Though the true grit of Sweet Sweet did not daily manifest itself, I tried not to forget it was there and to let go of useless judgments. “Sweet like an onion” was the one thought I couldn't erase. Otherwise, we were only a displaced girl in an orderly room painted with the fluorescent green she had picked out herself, a disquieted stepmom, and an overcompensating father on an out-of-focus topography of values and expectations. I felt I had half stumbled out of my body and was watching myself try to walk and talk. My husband and stepdaughter held themselves in, which made me too aware of myself. My small gestures felt invasive and my speech garrulous. We were pieces of a puzzle that couldn't find how to fit together.

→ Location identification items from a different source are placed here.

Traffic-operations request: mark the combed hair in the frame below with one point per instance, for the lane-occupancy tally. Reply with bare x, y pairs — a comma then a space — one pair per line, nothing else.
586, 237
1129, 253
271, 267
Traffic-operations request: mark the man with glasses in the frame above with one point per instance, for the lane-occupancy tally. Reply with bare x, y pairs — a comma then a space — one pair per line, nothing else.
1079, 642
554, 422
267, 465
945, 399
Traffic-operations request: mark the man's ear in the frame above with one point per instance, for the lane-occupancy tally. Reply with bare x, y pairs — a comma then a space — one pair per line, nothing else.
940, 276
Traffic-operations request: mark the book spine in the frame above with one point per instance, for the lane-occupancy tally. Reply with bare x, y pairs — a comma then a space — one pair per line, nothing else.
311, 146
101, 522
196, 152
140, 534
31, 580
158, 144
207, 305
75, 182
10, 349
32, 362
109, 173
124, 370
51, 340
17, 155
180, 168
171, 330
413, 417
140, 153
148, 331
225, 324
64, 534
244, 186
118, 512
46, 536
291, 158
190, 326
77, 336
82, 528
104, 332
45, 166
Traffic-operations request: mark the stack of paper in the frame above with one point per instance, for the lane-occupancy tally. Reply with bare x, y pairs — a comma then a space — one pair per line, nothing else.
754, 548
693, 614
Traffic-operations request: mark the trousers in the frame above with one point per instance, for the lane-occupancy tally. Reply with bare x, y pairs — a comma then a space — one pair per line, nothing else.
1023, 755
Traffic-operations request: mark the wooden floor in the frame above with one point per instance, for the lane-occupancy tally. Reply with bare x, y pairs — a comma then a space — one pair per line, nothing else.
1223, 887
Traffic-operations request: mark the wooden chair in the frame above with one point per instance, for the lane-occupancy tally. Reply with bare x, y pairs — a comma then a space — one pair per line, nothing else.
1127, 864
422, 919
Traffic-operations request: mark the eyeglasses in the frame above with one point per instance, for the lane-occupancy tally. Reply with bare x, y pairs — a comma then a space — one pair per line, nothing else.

I asked my husband why he did not just teach his daughter all the things his parents had taught him about how to behave. He sighed
heavily and shook his head. “You don't understand. Every day family think one thing: âToday we can find what food? Can eat what?' No food! No food! Teach what? Kids need go outside look for leaves or try to kill small bird. Parents no time teach kids, no energy care kids. Also, mother have bound feet, almost cannot walk. Father lose job because government say he think wrong way. He need clean garbage, push big broom, sweep street. Father can teach what?”